PingPong: A Benchmark for Role-Playing Language Models with User Emulation and Multi-Model Evaluation
Ilya Gusev
2024-09-12

Summary
This paper talks about PingPong, a new benchmark designed to evaluate how well language models can role-play in conversations by simulating user interactions.
What's the problem?
Evaluating how effectively language models can engage in role-playing conversations is challenging. Traditional methods often lack a dynamic way to assess these models in multi-turn dialogues, making it hard to understand their performance in real-world scenarios.
What's the solution?
To tackle this issue, the authors created PingPong, which uses language models themselves to emulate users during conversations. The system includes three main parts: a player model that takes on a character role, an interrogator model that simulates user behavior, and a judge model that evaluates the quality of the conversations. They tested this approach against human evaluations and found strong agreement between automated and human assessments.
Why it matters?
This research is important because it provides a structured way to evaluate the conversational abilities of language models in interactive settings.
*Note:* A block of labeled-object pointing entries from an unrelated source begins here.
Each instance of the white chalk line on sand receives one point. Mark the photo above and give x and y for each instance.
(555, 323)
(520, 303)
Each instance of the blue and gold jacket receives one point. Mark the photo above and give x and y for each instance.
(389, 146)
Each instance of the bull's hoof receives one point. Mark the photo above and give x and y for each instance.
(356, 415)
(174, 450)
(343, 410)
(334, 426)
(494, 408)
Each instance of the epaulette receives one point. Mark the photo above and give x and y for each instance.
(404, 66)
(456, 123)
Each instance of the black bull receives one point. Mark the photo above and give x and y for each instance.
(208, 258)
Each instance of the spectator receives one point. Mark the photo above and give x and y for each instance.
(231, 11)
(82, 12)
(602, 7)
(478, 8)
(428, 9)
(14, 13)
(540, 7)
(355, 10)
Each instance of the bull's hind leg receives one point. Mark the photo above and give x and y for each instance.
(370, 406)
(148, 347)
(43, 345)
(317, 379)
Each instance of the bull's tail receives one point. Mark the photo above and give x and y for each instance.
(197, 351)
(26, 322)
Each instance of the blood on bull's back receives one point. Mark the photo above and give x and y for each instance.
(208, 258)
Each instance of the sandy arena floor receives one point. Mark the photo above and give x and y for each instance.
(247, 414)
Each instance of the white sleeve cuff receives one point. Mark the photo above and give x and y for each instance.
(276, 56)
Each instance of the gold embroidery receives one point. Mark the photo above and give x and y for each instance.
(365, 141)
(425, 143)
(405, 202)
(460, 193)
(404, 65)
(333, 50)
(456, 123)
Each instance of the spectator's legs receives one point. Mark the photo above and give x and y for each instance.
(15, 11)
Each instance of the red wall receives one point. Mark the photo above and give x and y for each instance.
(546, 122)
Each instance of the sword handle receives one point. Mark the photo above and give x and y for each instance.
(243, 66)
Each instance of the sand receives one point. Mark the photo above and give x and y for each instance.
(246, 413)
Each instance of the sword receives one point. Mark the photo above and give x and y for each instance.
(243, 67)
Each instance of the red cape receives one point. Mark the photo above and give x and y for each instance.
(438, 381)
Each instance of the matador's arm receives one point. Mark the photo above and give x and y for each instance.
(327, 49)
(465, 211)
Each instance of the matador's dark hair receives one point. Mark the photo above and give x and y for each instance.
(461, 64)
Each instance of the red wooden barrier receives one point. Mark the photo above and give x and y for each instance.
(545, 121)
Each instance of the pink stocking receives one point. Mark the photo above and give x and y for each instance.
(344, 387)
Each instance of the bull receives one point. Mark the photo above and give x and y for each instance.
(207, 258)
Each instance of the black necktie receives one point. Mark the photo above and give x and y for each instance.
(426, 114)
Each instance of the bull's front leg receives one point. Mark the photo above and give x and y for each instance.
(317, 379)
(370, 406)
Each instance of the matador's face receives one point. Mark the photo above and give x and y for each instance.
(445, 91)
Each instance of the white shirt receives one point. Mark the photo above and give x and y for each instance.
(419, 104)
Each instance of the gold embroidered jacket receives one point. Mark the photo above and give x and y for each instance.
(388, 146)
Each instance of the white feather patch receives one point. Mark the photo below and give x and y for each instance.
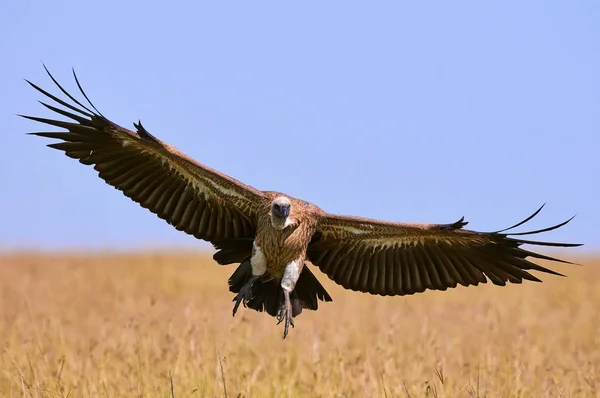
(290, 276)
(258, 261)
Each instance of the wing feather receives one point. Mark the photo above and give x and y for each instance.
(388, 258)
(188, 195)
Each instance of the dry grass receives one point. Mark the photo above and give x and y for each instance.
(126, 325)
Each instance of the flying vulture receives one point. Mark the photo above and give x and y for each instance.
(271, 234)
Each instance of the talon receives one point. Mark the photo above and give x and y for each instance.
(285, 313)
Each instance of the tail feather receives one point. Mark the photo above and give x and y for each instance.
(268, 296)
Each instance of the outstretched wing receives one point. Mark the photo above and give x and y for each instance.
(387, 258)
(188, 195)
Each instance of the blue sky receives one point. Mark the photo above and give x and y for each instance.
(404, 111)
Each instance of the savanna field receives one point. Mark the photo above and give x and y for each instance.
(160, 325)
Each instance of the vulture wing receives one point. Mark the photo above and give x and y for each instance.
(387, 258)
(188, 195)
By improving how we assess these models, developers can create more effective AI systems for applications like chatbots, virtual assistants, and interactive storytelling.
Abstract
We introduce a novel benchmark for evaluating the role-playing capabilities of language models. Our approach leverages language models themselves to emulate users in dynamic, multi-turn conversations and to assess the resulting dialogues. The framework consists of three main components: a player model assuming a specific character role, an interrogator model simulating user behavior, and a judge model evaluating conversation quality. We conducted experiments comparing automated evaluations with human annotations to validate our approach, demonstrating strong correlations across multiple criteria. This work provides a foundation for a robust and dynamic evaluation of model capabilities in interactive scenarios.